Seperti Soeharto, Mubarak juga mencoba bertahan. Dia mengangkat Wapres, kabinet baru dan mengatur agar tentara bertindak tertib. Tiga belas tahun silam, di tengah kunjungannya di Kairo, Soeharto menangkap isyarat dari pergolakan di tanah air.
“Kalau tidak dipercaya lagi, saya akan lengser sebagai Pandito Ratu,” katanya. Dan, sesuai keinginan Soeharto, Menlu Ali Alatas menjelaskan, “Kalau ada perubahan, perubahan akan berlangsung konstitusional”.
Tiba di Jakarta, Soeharto ternyata disambut pergolakan yang makin panas. Demonstrasi meluas, sejumlah pertokoan dibakar, perempuan diperkosa, ratusan warga mati dipanggang, miliaran harta benda musnah, dan sejumlah mahasiswa ditembak.
Merasa dikhianati
Soeharto menawarkan Kabinet Reformasi, tapi dia merasa dikhianati sejumlah menteri dan menantunya yang mengendalikan aparat militer strategis. Sehari setelah puncak kerusuhan, pada 15 Mei, dia memanggil enam tokoh masyarakat, termasuk Nurcholisch Madjid dan Emha Ainun Najib.
Tiga hari kemudian, 18 Mei, mereka mengimbau Presiden Soeharto agar mundur. “Gak patekhen!” seru Soeharto dalam bahasa Jawa bahwa dia tidak ingin terus-menerus jadi presiden.

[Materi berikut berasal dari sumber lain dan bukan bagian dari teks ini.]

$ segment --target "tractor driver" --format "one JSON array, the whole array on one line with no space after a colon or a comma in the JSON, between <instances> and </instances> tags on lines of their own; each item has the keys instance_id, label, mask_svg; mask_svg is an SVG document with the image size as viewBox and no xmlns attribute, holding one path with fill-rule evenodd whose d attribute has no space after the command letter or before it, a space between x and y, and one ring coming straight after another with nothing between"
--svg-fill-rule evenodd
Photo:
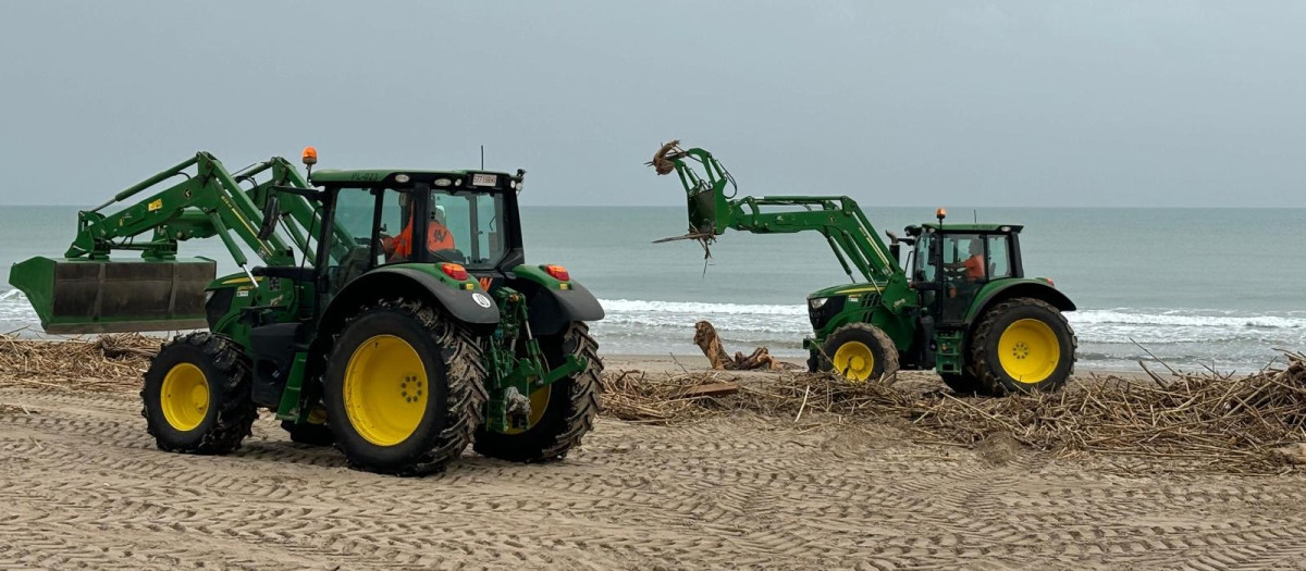
<instances>
[{"instance_id":1,"label":"tractor driver","mask_svg":"<svg viewBox=\"0 0 1306 571\"><path fill-rule=\"evenodd\" d=\"M970 257L961 263L948 263L947 267L963 270L966 282L983 280L983 239L972 239L969 248Z\"/></svg>"},{"instance_id":2,"label":"tractor driver","mask_svg":"<svg viewBox=\"0 0 1306 571\"><path fill-rule=\"evenodd\" d=\"M411 205L409 193L400 193L400 211L407 210L409 205ZM398 236L381 235L381 249L385 252L387 263L402 262L413 256L413 218L414 212L410 212L409 222ZM426 224L426 248L431 252L454 249L453 232L445 226L444 206L436 205L431 211L431 220Z\"/></svg>"}]
</instances>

Tiga hari kemudian, 21 Mei, dia menyatakan “memutuskan berhenti”.
Kini, dua minggu setelah pergolakan di Tunisia, Mubarak, dalam momentum serupa, harus menarik Polisi Keamanan yang dibenci publik, dan membentuk pemerintahan baru. Sejak merdeka, dari Gamal Abdel Nasser, Anwar Sadat hingga Mubarak, Mesir dipimpin militer.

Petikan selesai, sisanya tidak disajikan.